Lame-duck President Donald Trump’s first publicly available post-election filings seem to vindicate those who called his election-discrediting efforts a massive grift: Little of the $207.5 million that he has raised together with his committees and Republican allies has gone to lawsuits, but much of that haul has gone to cementing his post-White House hold on Republican leadership and his hotels.
“The reports so far seem to prove that Trump has been duping his small-dollar donors,” Campaign Legal Center’s Brendan Fischer told Law&Crime in a phone interview.
“Since Election Day, Trump has been raising millions and millions of dollars with fundraising appeals, asking for donations to a quote-unquote ‘Election Defense Fund,’ which doesn’t actually exist,” Fischer noted. “But the report filed last night show that the money raised largely has not gone towards those legal fees at all.”
Much of the money has gone toward the so-called leadership political action committee that Trump established to keep his grip on the Republican National Committee after he leaves office: “Save America,” which raised more than $549,000 in its first two weeks of existence.
For the Republican party’s national leadership, which has marched in lockstep with the outgoing president’s election-overturning efforts for nearly a month, Trump’s voter-fraud lies also have been a cash cow.
“Trump’s deceptive and misleading claims of a rigged election have been great for fundraising, and both Trump and the RNC have have benefited from that fundraising,” Fischer said. “So it certainly appears to be in the the interest of both Trump and the and the RNC to continue to drag out these completely unfounded lawsuits that are going to be going nowhere because it’s great for their fundraising.”

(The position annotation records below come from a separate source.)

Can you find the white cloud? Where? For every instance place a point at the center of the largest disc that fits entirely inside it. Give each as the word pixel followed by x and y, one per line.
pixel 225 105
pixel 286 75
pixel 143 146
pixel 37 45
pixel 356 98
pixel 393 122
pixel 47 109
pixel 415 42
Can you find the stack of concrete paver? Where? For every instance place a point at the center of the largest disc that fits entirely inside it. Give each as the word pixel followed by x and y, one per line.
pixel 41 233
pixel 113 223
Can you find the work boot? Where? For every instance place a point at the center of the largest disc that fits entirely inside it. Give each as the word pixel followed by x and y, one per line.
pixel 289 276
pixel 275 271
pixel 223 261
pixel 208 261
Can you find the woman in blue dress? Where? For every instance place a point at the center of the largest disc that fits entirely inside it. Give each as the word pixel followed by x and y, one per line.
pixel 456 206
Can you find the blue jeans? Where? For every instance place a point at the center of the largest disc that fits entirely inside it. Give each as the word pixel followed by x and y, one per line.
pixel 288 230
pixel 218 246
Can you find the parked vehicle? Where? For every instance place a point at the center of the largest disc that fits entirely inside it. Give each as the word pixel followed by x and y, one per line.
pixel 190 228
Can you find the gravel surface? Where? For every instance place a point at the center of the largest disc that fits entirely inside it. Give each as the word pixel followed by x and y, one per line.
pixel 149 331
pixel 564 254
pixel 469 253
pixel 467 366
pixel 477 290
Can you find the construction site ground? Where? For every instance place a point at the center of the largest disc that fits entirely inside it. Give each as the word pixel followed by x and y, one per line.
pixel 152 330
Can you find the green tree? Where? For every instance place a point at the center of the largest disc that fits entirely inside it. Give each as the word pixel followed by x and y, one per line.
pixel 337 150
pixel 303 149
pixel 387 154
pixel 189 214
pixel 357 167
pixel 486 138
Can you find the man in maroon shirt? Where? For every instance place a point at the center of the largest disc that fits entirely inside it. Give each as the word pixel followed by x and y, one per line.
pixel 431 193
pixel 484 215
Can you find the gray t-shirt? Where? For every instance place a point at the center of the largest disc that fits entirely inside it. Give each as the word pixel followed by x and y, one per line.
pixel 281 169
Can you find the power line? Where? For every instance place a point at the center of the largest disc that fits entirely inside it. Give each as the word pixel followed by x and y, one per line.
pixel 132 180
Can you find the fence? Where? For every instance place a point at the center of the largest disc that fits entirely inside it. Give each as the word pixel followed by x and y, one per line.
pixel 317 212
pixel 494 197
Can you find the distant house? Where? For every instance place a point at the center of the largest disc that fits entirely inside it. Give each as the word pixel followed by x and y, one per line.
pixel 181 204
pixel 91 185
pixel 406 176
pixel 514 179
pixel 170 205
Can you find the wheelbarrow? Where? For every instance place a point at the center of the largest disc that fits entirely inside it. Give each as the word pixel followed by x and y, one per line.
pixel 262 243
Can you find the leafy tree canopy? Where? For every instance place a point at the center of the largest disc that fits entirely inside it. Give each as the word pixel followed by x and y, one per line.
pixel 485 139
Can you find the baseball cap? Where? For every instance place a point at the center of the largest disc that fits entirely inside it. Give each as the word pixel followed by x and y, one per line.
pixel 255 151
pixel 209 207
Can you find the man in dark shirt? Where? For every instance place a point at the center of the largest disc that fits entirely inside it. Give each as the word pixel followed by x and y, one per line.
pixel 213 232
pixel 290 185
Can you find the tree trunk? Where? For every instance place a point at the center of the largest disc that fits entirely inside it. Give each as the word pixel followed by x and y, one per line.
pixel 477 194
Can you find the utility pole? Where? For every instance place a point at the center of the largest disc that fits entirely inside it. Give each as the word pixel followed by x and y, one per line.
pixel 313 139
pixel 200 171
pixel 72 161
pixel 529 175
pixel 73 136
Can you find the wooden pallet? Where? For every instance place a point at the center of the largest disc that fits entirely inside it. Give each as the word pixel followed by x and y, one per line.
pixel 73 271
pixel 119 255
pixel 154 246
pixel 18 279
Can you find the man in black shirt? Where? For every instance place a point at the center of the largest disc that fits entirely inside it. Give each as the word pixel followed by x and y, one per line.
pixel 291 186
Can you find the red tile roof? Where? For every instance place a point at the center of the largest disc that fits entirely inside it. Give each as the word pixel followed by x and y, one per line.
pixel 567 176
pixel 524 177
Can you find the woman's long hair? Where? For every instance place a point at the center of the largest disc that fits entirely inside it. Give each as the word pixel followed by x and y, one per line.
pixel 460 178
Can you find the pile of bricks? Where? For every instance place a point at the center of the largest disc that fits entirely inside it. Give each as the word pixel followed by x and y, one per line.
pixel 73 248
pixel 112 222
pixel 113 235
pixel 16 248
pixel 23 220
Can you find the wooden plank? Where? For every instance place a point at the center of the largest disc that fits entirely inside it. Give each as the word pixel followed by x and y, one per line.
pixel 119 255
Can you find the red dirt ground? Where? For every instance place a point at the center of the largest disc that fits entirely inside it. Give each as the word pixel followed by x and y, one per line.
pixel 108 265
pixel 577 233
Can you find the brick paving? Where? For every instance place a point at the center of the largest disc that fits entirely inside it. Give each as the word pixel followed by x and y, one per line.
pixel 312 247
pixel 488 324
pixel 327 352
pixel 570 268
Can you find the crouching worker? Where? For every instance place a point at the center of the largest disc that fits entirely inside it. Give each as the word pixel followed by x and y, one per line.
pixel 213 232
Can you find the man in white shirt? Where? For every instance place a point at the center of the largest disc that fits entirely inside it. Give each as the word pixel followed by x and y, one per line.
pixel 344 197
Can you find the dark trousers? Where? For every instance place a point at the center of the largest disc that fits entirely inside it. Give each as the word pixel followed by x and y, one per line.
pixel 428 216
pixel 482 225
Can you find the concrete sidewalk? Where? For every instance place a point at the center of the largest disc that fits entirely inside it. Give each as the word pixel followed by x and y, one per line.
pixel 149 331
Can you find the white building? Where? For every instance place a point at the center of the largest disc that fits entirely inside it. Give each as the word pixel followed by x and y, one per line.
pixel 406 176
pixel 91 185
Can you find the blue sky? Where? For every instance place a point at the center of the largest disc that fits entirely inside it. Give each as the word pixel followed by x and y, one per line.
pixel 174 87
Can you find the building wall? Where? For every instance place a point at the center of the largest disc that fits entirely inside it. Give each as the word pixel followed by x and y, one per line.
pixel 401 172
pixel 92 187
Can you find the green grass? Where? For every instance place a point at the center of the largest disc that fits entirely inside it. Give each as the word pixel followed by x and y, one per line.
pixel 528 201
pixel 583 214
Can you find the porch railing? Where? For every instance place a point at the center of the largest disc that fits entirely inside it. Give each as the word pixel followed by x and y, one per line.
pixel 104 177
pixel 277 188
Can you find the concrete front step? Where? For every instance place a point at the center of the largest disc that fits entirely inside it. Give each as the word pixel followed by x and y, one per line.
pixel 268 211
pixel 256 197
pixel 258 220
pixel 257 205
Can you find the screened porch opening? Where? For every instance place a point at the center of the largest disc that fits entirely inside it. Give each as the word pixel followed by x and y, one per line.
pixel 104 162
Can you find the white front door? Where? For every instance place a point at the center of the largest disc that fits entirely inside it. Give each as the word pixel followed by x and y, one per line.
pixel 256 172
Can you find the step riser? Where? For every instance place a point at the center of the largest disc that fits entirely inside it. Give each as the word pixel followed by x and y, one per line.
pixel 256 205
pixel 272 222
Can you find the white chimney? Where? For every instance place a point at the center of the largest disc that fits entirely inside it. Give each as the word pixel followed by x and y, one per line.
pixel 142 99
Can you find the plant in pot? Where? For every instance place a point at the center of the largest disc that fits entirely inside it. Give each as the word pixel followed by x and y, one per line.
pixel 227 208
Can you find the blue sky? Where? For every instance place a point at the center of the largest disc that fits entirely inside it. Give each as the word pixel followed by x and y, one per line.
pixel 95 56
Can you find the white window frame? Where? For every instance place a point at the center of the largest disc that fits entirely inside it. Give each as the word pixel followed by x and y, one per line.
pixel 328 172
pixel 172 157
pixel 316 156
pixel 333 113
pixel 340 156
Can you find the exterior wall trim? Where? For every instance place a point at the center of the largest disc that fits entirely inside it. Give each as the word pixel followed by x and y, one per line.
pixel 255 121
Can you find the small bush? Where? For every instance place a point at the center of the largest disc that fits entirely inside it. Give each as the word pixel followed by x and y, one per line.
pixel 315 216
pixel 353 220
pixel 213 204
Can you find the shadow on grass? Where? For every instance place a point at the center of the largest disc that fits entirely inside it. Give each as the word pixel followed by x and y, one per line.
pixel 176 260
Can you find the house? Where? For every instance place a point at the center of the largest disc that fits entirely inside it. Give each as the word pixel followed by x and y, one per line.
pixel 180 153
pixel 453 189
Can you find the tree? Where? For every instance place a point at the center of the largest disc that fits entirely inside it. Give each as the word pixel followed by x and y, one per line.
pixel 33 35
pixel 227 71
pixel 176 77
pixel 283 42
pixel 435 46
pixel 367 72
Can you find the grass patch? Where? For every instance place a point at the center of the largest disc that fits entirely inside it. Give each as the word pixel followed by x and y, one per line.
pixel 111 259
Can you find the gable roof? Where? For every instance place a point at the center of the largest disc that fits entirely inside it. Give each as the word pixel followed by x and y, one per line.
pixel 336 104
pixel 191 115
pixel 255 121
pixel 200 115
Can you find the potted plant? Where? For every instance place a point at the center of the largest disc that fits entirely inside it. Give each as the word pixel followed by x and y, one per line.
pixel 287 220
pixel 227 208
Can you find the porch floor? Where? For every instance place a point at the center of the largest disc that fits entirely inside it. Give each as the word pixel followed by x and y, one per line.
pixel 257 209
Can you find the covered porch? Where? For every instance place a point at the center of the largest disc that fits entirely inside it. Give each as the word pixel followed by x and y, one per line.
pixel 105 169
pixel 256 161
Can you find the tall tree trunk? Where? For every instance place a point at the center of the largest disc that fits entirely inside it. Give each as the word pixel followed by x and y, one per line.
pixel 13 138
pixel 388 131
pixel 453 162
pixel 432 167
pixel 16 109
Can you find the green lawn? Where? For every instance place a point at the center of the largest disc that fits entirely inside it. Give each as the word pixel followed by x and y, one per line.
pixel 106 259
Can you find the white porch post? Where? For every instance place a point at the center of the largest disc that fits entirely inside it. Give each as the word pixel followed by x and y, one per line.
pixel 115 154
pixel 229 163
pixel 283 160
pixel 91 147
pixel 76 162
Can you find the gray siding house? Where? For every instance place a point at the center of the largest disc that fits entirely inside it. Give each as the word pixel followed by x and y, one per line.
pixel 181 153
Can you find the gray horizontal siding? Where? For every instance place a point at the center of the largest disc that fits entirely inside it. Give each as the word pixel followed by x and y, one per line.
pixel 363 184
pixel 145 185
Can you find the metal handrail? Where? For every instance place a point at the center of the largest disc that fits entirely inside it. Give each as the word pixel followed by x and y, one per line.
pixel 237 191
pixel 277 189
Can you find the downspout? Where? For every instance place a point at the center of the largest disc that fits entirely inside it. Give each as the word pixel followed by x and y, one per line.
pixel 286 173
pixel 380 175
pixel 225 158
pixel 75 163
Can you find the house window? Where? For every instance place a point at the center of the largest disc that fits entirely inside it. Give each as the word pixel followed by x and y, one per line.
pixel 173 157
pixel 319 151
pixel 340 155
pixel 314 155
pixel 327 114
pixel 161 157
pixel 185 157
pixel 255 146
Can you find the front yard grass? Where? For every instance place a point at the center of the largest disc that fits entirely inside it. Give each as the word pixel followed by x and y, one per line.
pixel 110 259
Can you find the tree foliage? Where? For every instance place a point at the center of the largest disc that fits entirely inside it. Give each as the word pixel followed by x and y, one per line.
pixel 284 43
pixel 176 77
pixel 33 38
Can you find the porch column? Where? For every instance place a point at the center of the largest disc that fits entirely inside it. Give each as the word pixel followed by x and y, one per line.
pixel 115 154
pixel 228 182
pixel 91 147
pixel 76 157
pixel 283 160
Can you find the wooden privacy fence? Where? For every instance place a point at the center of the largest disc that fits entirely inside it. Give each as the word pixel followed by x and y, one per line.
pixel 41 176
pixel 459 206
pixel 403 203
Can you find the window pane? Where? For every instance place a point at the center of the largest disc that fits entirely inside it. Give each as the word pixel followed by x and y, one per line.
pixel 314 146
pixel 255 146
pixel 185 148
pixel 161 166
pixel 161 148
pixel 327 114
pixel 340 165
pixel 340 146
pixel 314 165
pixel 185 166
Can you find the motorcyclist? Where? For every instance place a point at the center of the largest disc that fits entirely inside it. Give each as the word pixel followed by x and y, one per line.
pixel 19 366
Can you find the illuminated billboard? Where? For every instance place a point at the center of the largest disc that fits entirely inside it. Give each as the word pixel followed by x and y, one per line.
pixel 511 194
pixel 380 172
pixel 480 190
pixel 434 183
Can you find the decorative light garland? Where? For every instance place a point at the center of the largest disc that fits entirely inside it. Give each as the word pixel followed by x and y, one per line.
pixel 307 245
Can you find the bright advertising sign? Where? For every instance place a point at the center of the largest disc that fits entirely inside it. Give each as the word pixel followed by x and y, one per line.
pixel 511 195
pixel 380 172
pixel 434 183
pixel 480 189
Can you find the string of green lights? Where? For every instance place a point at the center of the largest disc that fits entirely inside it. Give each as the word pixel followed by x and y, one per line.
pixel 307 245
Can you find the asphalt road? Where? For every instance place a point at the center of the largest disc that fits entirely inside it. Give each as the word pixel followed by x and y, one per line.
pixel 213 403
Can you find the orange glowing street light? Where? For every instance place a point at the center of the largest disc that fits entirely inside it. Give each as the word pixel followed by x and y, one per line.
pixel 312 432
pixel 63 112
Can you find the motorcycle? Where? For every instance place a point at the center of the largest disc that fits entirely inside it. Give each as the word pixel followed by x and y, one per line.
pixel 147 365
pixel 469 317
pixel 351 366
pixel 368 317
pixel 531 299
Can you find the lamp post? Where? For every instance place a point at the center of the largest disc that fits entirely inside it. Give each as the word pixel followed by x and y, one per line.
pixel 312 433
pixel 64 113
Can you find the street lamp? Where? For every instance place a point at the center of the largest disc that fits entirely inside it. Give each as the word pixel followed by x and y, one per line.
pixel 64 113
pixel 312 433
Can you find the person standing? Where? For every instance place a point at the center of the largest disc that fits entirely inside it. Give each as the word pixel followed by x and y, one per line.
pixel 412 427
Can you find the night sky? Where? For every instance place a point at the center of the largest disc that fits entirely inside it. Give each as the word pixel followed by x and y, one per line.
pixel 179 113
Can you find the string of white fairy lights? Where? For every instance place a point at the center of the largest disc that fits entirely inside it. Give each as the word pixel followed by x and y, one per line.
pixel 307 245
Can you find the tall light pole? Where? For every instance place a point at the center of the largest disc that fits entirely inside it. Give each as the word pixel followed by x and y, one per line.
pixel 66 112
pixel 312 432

The Wall Street Journal reported early last month that half—or more—of the donation money goes to paying down campaign debts, and the Republican National Committee reaps up to 40-percent of some of these drives.
Released on Thursday night, the Federal Election Commission filings also show how Trump has rewarded the registered foreign agents whom he once promised to drive out of Washington but who became his top bundlers.
One of them, Florida-based lobbyist Brian Ballard, previously represented the Turkish government and Turkey’s state-run Halkbank, which is now awaiting a criminal trial for what prosecutors call a record-breaking money laundering scheme to Iran. That case has drawn scrutiny to what critics call Trump’s corrupt relationship with Turkey’s strongman Recep Tayyip Erdogan.
Ballard, whose firm collected a paycheck from that government for years and met with Lev Parnas in Washington’s Watergate Hotel the day before Trump’s inauguration, bundled $235,000 for the political action committee Trump Victory in the final weeks of the election cycle.
Trump nominated Ballard to the board of trustees for the John F. Kennedy Center for the Performing Arts on Thursday.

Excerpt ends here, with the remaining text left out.